L’origine du projet Seabubble

L’histoire prend sa source durant l’été 2015 lorsqu’Alain Thébault, novateur, navigateur et co-créateur de l’hydroptère (avec son mentor Éric Tabarly) décide de partager son pied marin avec les citadins. Observateur de la sous-exploitation des espaces fluviales des grandes villes, Alain Thébault propose une solution à la saturation du trafic sur les routes métropolitaines. Il donne alors naissance au Seabubble. Comme son nom l’indique, le Seabubble est une bulle volante, propulsée par un moteur et équipée de batteries électriques alimentées par panneaux solaires. Ce  nouveau type de véhicule fluvial à destination des milieux urbains est, en plus d’être une solution pour désengorger les routes, une véritable réponse aux problématiques écologiques des villes.

L’avancement du projet

D’ores et déjà soutenu par Henry Seydoux, PDG de Parrot, et Anne Hidalgo, le projet connaît un grand succès. C’est bien évidemment à Paris que son projet éclot dans un premier abord. Les premiers tests avec les prototypes à taille réelle devraient se réaliser d’ici quelques semaines; une aubaine pour les parisiens qui pourraient voir les premiers taxis « volants » en action. Encore assez éloigné des véhicules de science-fiction tels que le 5ème élément ou encore Blade Runner, le Seabubble peut être comparé à une smart flottante de 4 places.

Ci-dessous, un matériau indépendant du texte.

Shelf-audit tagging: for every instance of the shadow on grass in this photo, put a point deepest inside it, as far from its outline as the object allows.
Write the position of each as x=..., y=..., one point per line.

La vitesse de l’engin sera limitée en fonction des législations en vigueur dans les différentes villes, 18km/h sur la seine à Paris par exemple. Même si Alain Thébault veut rendre le véhicule 100% autonome le plus rapidement possible, ce dernier sera dans un premier temps piloté par un chauffeur. Cette perspective verra le jour surement plus tôt que les voitures autonomes. Cela est du à la moindre complexité d’organiser la circulation fluviale par rapport aux rues des grandes villes.

Design du Seabubble

Un projet 100% « eco-friendly »

Le projet d’Alain se voit être en parfait accord avec les problématiques écologiques actuelles. Il compte utiliser la force du courant des fleuves pour alimenter les plateformes de stationnement à l’aide de turbines placées sous les docks. Une idée qu’il a eu en marchant sur le pont de Brooklyn, à New York. L’énergie créée pourrait, selon Alain, alimenter des petits véhicules électriques en plus des Seabubbles. De plus, la capacité des Seabubbles à simplement effleurer l’eau  ne créera aucun dérangement sonore pour les riverains et les péniches. Ils ne devraient pas non plus déranger les poissons car ils seront équipés de sonars pour les éloigner. Les possibilités d’avenir sont grandes pour la start-up qui est en discussion avec des grands acteurs de la mobilité tel qu’Uber.

Article selon LeFigaro et Robot&Cie.